Travel
Empowering change
Last November, Amsterdam-based design and consulting firm Arcadis committed to achieving net zero across its value chain by 2035. The company also set an ambitious goal to reduce overall business travel emissions by 35 per cent (against a 2019 baseline) by 2025, and set a specific air emissions reduction target of 50 per cent by 2025.
According to its 2023 annual report, released in March, business travel emissions (including air, private vehicles, short-term hired vehicles, public transport and taxis) have already decreased by 30 per cent, while air emissions are down 26 per cent against the 2019 baseline.
To ensure it remains on track, Arcadis recently began deploying quarterly CO2 footprint reports to its 25,000 travellers globally. The quarterly emails detail travel-related carbon emissions for the previous three months and provide personalised suggestions for less carbon intensive options for future trips, such as a rail alternative for a specific route or a hotel in a recently visited destination with a lower carbon impact, for example.
“Our key focus [here] is to educate our people to focus on the micro changes,” explains Arcadis global sustainability manager for travel, Jill Smit. “[We wanted to create] a platform where people can engage with their own carbon footprint.”
Critical to this engagement effort was the need to make CO2 emissions data more tangible and relatable to travellers. Working with travel sustainability intelligence specialist Thrust Carbon, Arcadis identified CO2 equivalents that attributed a value to carbon that was meaningful to employees. For example, for Arcadis travellers working in construction, quarterly reports compare CO2 emissions to the impact of building a three- or four-bedroom house.
“We all know what $100 or €100 gives you, but when it comes to carbon, it’s a foreign currency that people are not aware of… we want to make people aware of the actual impact of their travels,” adds Smit.
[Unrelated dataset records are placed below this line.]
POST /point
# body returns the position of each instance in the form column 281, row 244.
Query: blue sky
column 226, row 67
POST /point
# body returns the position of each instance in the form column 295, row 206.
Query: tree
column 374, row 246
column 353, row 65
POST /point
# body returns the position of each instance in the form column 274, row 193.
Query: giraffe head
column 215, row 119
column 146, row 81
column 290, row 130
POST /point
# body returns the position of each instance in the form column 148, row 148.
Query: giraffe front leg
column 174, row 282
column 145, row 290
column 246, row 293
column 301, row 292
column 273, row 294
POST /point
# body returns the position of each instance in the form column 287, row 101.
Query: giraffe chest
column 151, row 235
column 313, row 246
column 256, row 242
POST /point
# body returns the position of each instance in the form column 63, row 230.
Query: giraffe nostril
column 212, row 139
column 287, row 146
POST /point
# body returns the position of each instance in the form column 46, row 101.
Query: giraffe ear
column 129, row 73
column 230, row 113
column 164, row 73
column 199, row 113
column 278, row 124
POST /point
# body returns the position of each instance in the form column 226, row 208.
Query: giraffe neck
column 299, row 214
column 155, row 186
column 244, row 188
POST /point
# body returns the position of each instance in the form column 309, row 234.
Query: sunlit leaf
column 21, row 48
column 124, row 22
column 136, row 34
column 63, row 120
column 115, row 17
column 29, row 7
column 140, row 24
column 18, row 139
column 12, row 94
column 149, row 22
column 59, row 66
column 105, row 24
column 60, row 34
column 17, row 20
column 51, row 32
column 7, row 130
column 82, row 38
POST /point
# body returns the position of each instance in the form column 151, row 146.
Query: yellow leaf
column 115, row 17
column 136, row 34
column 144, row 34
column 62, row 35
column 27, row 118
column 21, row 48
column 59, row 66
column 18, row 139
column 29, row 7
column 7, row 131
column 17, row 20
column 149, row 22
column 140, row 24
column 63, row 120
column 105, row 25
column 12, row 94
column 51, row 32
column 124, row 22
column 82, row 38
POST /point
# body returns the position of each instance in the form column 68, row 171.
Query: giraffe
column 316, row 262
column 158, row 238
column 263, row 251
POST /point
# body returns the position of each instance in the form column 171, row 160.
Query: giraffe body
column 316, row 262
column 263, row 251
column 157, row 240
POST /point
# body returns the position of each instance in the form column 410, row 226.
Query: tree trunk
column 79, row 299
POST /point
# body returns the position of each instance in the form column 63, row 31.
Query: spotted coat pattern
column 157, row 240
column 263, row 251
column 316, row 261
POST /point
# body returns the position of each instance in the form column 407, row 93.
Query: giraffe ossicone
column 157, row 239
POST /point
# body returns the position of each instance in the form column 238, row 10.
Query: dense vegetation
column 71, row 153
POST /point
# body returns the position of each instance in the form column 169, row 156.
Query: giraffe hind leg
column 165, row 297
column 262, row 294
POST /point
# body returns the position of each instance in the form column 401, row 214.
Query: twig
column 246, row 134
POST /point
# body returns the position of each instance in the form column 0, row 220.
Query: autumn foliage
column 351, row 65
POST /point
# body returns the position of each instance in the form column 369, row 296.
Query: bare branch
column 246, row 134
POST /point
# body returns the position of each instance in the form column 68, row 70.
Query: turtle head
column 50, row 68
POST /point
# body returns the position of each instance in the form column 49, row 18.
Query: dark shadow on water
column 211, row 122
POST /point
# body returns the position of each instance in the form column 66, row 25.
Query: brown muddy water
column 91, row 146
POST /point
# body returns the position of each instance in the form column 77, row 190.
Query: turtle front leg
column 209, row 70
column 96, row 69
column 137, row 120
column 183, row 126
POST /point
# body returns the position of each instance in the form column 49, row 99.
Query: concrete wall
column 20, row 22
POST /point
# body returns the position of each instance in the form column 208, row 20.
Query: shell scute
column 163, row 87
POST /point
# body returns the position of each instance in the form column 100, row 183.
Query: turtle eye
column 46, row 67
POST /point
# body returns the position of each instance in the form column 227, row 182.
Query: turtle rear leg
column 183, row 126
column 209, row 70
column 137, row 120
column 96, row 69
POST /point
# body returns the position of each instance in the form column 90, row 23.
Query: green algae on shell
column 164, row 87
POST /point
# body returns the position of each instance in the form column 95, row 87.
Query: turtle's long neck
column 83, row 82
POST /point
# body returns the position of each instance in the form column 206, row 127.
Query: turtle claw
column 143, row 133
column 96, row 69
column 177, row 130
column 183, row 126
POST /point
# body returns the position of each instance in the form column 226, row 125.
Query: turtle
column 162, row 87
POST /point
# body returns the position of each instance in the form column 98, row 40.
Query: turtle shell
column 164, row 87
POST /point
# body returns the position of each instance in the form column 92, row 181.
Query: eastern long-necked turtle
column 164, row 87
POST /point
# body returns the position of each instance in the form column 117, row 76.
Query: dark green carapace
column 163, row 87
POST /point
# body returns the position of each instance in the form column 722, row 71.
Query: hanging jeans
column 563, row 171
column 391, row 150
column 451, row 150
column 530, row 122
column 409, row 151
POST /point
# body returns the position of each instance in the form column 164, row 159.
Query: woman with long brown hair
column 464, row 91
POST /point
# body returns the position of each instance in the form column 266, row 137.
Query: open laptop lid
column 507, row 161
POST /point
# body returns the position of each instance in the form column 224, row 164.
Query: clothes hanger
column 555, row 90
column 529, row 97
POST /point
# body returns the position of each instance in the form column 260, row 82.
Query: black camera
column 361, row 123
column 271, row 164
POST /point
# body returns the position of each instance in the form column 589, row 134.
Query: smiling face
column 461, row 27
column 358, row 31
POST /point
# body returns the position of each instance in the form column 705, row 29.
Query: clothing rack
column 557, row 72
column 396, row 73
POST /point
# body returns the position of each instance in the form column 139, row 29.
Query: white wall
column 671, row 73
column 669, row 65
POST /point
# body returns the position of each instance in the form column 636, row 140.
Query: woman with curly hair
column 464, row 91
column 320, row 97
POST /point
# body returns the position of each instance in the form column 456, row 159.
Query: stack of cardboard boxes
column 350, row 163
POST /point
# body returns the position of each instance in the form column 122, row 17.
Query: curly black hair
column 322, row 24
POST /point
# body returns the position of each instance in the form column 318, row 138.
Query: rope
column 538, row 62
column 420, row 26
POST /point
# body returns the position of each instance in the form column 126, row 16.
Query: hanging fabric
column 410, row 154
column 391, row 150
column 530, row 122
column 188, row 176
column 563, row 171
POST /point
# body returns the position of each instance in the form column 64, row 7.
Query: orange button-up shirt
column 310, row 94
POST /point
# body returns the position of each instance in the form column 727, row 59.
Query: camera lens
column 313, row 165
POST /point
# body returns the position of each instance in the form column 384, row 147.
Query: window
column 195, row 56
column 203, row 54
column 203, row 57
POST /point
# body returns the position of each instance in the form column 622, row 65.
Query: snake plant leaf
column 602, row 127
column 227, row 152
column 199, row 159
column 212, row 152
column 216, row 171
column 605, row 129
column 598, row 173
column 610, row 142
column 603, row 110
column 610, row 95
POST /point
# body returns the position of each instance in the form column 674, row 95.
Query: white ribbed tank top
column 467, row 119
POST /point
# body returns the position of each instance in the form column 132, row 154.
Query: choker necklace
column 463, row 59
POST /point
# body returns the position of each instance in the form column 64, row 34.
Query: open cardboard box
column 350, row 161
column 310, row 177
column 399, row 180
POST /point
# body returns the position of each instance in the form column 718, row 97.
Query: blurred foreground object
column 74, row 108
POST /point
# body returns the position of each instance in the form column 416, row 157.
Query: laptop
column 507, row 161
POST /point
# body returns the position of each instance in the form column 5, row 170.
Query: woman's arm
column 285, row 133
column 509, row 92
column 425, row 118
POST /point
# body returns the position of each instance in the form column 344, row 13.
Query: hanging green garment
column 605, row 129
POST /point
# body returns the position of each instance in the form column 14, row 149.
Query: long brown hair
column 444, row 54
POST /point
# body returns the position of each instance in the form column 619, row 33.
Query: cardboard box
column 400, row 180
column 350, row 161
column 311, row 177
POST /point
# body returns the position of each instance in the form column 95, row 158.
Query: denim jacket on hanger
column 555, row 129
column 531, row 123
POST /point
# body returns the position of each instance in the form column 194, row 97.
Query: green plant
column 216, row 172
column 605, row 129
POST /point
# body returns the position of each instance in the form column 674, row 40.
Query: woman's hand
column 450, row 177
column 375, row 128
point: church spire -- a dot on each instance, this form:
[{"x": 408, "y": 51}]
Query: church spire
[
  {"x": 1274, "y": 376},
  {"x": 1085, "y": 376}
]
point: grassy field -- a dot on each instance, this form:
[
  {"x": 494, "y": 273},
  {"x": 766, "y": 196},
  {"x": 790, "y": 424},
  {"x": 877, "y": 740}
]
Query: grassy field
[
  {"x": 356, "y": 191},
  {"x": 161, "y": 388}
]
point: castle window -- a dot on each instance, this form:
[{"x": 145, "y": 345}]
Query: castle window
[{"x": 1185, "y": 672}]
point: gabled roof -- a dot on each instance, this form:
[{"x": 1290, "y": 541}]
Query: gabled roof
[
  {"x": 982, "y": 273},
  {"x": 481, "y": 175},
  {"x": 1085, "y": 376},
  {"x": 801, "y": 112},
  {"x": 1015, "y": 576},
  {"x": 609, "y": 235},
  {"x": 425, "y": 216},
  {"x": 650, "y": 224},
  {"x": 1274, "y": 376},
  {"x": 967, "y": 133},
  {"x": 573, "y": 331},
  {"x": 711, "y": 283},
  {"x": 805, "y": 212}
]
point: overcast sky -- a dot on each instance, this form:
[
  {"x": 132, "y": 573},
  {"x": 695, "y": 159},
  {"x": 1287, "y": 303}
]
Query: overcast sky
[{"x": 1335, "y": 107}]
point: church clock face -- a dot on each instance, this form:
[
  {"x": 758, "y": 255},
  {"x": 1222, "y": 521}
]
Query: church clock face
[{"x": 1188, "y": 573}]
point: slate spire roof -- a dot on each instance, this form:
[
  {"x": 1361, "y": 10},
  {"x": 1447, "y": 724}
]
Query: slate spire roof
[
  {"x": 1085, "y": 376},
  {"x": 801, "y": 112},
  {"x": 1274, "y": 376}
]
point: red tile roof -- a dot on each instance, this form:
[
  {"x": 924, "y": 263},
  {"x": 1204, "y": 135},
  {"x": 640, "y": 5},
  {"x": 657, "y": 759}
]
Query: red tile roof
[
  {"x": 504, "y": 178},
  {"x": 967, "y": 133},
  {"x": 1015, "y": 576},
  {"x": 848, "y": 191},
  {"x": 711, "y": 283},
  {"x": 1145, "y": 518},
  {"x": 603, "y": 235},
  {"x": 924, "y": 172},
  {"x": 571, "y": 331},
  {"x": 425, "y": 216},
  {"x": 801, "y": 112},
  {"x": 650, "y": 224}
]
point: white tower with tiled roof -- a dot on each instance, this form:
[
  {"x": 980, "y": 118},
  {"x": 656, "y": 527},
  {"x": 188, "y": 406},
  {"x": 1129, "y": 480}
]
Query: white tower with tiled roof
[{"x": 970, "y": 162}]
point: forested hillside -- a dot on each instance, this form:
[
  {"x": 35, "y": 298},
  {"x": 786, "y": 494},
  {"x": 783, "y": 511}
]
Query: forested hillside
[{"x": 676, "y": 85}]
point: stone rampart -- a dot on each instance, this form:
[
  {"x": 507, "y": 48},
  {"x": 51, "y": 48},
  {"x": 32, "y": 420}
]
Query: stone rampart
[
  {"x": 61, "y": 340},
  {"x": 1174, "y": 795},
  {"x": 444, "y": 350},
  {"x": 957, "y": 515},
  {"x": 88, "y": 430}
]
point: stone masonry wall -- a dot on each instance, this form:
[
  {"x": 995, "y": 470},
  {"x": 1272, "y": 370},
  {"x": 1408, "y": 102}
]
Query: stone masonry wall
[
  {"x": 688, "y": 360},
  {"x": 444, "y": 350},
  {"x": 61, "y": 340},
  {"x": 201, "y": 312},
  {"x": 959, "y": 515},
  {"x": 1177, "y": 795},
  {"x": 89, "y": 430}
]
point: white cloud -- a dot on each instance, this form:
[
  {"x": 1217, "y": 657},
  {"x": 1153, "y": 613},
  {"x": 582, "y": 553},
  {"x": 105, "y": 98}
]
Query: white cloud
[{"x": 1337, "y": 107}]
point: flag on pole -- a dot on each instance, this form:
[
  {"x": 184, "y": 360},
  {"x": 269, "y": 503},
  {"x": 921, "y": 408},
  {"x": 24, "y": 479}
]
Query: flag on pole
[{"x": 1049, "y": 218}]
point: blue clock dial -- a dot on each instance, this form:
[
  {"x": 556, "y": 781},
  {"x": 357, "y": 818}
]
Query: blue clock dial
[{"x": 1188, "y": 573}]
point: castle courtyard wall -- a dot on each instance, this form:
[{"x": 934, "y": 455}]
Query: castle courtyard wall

On a strategic level, Arcadis is looking to showcase how incremental adjustments – or “micro changes” – adopted by 100 per cent of travellers can contribute to substantial reductions in CO2 emissions without impacting client relationships or collaboration.
To steer travellers in the right direction, the company has built pop-up messaging into its booking tool to ‘nudge’ travellers towards more sustainable options in accordance with a new policy that stipulates any journey of less than 700 kilometres, where options are available, should be made via rail.
“This is very much an awareness campaign,” says Arcadis’ global travel director, Nikki Parsons, so rail travel is “encouraged” rather than strictly enforced. To sweeten the deal, first class travel is permitted for rail journeys longer than four hours.
Additionally, electric vehicles are prioritised in search results within the company’s booking tool in most markets, while in markets where such filters aren’t available, Parsons says the travel team is “showing people how they can find EVs to make sure everyone is clear”.
On top of this, Arcadis has also introduced a ‘virtual-first’ travel policy and asks travellers to apply a “go, no-go” paradigm to in-person meetings and business travel. Parsons says her team is working on a diagnostic tool that, once implemented, will allow travellers to ‘quantify’ the potential ROI of a business trip with a traffic light system in order to make more informed travel decisions.